The first project to visit is PART ME of Send Foundation. This innovative project for participatory monitoring and evaluation (PartMe) is an ICT for development project that uses technology to facilitate data collection and information dissemination between SEND-Ghana, its grassroots partners and policy makers on the NHIS  and other pro-poor policies.

We visited on 8th November the Savelugu District Citizen's Monitoring Committee, one of the 50 DCMC's with which SEND Foundation has initiated to monitor at grassroot level the pro-poor policies like access to National Health Insurance, Spending of funds under the Common Fund and effectiveness of free maternal care. 

Each DCMC conducts of 11 representatives of Civil Society to give the poor a voice. 



Next stop was a project under ACDEP's Community health Care project. We visited the Catholic Family Reproductive Health Project in WaleWale were they visit communities with their mobile cinema to share information about family planning and reproductive health issues. They also are actively involved in the mobile reproductive health project to provide peer educators in schools from information via sms to share with their peers.


 

Third stop of the day was at Wiaga. At St Lucas clinic, Andy the ICT focal person showed us the progress in the implementation of the Hospital Management Information System HAMS.

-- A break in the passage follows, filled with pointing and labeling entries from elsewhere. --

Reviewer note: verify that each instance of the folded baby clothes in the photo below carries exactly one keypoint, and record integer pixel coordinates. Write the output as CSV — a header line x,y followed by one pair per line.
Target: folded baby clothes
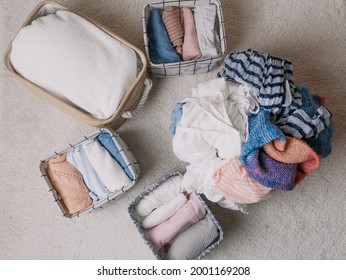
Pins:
x,y
167,191
191,50
164,211
176,116
205,20
78,158
233,182
163,234
208,125
294,151
193,241
160,47
69,184
172,22
106,140
109,170
75,61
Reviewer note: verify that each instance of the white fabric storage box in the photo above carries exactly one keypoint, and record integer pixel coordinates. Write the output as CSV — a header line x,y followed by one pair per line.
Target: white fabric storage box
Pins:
x,y
79,66
211,236
124,158
192,67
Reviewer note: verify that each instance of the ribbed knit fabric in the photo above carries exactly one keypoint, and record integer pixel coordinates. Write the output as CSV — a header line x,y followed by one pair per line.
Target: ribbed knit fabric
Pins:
x,y
294,151
171,19
271,173
69,184
258,164
236,185
191,50
271,78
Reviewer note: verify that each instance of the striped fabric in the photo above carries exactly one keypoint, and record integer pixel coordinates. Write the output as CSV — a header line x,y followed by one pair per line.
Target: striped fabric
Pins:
x,y
236,185
271,78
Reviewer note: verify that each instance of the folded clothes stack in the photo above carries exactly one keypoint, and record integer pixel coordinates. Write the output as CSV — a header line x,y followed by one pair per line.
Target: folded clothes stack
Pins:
x,y
88,173
175,222
182,33
250,132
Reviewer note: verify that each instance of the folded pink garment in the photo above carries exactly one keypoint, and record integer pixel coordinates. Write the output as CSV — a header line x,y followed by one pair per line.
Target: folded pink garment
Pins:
x,y
236,185
162,235
69,184
171,20
294,151
191,50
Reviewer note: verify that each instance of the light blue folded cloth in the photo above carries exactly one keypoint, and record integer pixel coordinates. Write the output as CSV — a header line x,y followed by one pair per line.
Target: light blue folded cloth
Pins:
x,y
161,49
105,139
176,116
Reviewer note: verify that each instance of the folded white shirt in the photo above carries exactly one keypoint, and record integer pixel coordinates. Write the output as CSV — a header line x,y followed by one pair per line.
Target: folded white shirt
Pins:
x,y
163,212
76,61
193,241
167,191
109,170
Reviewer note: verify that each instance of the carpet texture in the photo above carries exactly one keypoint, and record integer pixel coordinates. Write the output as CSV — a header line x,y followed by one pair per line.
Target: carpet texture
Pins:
x,y
308,223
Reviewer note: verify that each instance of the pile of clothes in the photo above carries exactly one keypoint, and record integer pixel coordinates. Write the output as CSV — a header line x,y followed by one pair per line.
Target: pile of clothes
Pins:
x,y
250,132
88,173
182,33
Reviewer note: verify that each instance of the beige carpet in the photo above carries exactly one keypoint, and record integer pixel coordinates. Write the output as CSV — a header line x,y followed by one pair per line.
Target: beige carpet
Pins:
x,y
308,223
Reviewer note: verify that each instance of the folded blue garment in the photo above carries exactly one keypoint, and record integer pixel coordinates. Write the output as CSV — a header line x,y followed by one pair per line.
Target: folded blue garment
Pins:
x,y
161,49
107,142
176,116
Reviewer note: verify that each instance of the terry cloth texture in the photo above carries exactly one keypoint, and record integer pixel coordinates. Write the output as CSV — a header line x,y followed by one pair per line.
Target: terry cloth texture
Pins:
x,y
97,71
272,80
172,22
164,211
191,50
169,190
236,185
163,234
69,184
294,151
160,47
194,240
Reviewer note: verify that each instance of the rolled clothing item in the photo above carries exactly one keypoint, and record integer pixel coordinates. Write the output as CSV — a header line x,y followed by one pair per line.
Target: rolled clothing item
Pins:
x,y
176,116
109,170
163,234
69,184
191,50
167,191
294,151
164,211
160,47
78,158
208,38
236,185
193,241
171,20
106,140
76,61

After an overnight stop at Bolgatanga we left early for a visit of the Bawku Nursing Training College at Bawku part of the CHAG Connect4Change programme.

In the week before our visit, the school had suffered a fire in the computerlab. The principal explained what has happened in the video.'



After the visit to Bawku we went to the ACDEP supported clinic at Garu. The ICT programme has a focus on Reproductive Health and improving communication with Traditional Birth attendance to improve maternal care in rural Ghana. The team at the clinic is also looking into using ICT to improve the data collection and information management at the clinic. One of the staff has developed a small database to trace paper patient records easily in the archive when patients forgot thei id card. With name and community they are able to trace the NHIS number to trace the folder. This avoids double patient records, but they hope to move to an electronic patient record in 2013.












From Garu we had a very bad road via Napkanduri over the escarpent, Bunkperugu and after crossing a river before Chereponi our ventilator blade broke off and punctured the radiotor. Our driver was able to temporary fix it with soap to reach the next town.




The next morning there was also no breakfast. The girl who would prepare it was at the hospital and the boy who was cleaning thought it was not his task. But the price of € 5 for a room shows the lack of service as well (what else to expect for such a cheap room).


The car still needed to be fixed, so we cancelled our visit to Salaga and had one more visit at the Saboba hospital, a CHAG supported project where Mark showed us around. There was no power (in the whole of Northern Ghana that day!) so we spoke to all staff at the Out Patient department where all departments (records room, cash office, consultant, lab, pharmacy) are already using the HMIS and the In patient ward don't use the HMIS yet, but they already use the PC's to watch videos for example at the children's ward they watch cases of asthma and meningitis to update their knowledge.

















All together a very useful overview of the progress made since my last visit a year ago.